Eşimin ismi Satenik’tir. Sateniğ’i çocukluğundan beri tanırdım. Malatya’da yaşıyorlardı. Babası ve abisi marangozdu. Biz İstanbul’dan Malatya’ya kız istemeye gittik. Orada nikahlandık ve İstanbul’a döndük. Bir kızımız ve bir oğlumuz oldu. Ben çok çalışıyordum. Sabah saat beşte kalkar giderdim işime ve gece on birde geri dönerdim eve. Setanik hep camdan benim dönmemi beklerdi. Hem imalat ve hem satış yapıyordum. Sattığım malzemelerin parasını alamadığım oluyordu, dolandırıldığım oluyordu, malzemelerin çalındığı oluyordu. Bu şekilde çok para kaybettim. Setanik maalesef erken öldü. Kanser olmuştu. İlk başlarda Türkiye’de, daha sonra Fransa’da tedavi gördü. Fakat kurtaramadık onu.

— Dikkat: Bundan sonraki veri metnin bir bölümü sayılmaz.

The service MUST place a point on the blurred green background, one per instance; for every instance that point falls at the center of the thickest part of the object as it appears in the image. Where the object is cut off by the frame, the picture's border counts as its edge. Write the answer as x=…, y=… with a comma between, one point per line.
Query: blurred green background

Annemin babası Hampartsum dedem ve amcası Karnik 1915’te öldürülmüşler. Annemin amcası Kirkor o sırada Osmanlı Ordusunda askermiş ve hayatta kalmış. Bu olayları daha önce anlatmıştım. Annemin amcası Kirkor daha sonra Ermenistan’a göçmüş ve oraya yerleşmiş ailesi ile birlikte. Ermenistan’a gittiklerini bizimkilere bile söylememişler. Gizlice göçmüşler. Kirkor’un oğlu Aksor[3] sırasında Ağdunut’ta doğmuş. Bu yüzden ona Garip ismini vermişler. Biz İstanbul’a geldikten sonra Kirkor’un ailesi ile mektuplaşıyorduk. Garip, ailesi ile birlikte İstanbul’da bizi ziyaret etmişti…
Benim anlatacağım daha çok şey var ama bu kadarı yeter...
-SON-
Mesut Ethem Kavalli
[1] Sofi Hanım
[2] Kilise görevlisi
[3] 1915 Ermeni Soykırımını tanımlayan Ermenice terimlerden biri.